LOGISTIC_CLS

Logistic regression is a linear classification method that models class membership probabilities from a weighted combination of the input features. For a binary classification problem, the probability of the positive class is modeled using the sigmoid function:

P(y=1 \mid x) = \frac{1}{1 + \exp(-(w^T x + b))}

Regularization (L1 or L2) helps stabilize the fitted coefficients and reduce overfitting on small or collinear datasets. The model parameters are estimated by minimizing the cross-entropy loss.

This wrapper accepts tabular feature data with rows as samples and columns as features, plus a target supplied as a single row or single column.
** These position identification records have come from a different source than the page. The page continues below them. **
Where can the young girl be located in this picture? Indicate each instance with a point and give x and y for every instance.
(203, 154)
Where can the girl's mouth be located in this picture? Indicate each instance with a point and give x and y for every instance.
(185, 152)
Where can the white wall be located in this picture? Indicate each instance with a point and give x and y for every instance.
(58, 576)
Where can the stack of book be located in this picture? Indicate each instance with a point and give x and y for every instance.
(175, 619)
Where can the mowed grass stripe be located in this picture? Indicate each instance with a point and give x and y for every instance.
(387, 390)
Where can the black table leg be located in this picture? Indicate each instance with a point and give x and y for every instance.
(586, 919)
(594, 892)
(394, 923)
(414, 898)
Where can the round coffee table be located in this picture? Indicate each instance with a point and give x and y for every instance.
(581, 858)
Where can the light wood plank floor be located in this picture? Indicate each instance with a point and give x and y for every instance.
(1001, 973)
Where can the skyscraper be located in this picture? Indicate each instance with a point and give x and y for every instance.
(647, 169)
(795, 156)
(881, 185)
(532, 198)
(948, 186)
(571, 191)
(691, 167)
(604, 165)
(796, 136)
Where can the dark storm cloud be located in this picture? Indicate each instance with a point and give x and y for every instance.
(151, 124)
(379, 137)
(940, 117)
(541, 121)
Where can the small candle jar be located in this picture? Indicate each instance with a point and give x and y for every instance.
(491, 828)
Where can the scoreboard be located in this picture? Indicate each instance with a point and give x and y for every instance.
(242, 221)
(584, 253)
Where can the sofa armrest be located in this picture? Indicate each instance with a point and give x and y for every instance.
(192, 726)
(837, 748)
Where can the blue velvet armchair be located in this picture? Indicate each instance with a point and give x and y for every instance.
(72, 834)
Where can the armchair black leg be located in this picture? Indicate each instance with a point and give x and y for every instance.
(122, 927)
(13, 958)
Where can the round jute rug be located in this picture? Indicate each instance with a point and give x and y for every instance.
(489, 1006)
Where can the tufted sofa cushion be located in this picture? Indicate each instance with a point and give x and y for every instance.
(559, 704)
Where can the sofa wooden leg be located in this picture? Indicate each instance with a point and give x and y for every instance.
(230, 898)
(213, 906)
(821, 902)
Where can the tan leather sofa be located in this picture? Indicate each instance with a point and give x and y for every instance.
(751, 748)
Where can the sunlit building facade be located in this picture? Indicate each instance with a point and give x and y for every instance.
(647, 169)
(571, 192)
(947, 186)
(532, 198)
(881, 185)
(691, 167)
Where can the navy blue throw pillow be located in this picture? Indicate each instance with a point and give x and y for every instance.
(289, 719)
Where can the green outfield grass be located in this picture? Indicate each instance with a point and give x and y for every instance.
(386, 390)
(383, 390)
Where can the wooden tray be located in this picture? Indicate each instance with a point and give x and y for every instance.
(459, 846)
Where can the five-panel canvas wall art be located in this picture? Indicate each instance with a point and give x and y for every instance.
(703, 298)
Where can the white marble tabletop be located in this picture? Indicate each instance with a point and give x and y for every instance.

It returns the training accuracy together with the learned classes, fitted predictions, class counts, class probabilities, and fitted coefficient arrays.

Excel Usage

=LOGISTIC_CLS(data, target, penalty, C, solver, max_iter, fit_intercept, random_state)
  • data (list[list], required): 2D array of numeric feature data with rows as samples and columns as features.
  • target (list[list], required): Target labels as a single row, single column, or scalar when only one sample is present.
  • penalty (str, optional, default: “l2”): Regularization penalty applied to the logistic model.
  • C (float, optional, default: 1): Inverse regularization strength. Smaller values apply stronger regularization.
  • solver (str, optional, default: “lbfgs”): Optimization algorithm used to fit the classifier.
  • max_iter (int, optional, default: 200): Maximum number of solver iterations.
  • fit_intercept (bool, optional, default: true): Whether to include an intercept term in the linear decision function.
  • random_state (int, optional, default: null): Integer seed for solvers that use randomness. Leave blank for the estimator default.

Returns (dict): Excel data type containing training accuracy, predictions, probabilities, and fitted coefficient arrays.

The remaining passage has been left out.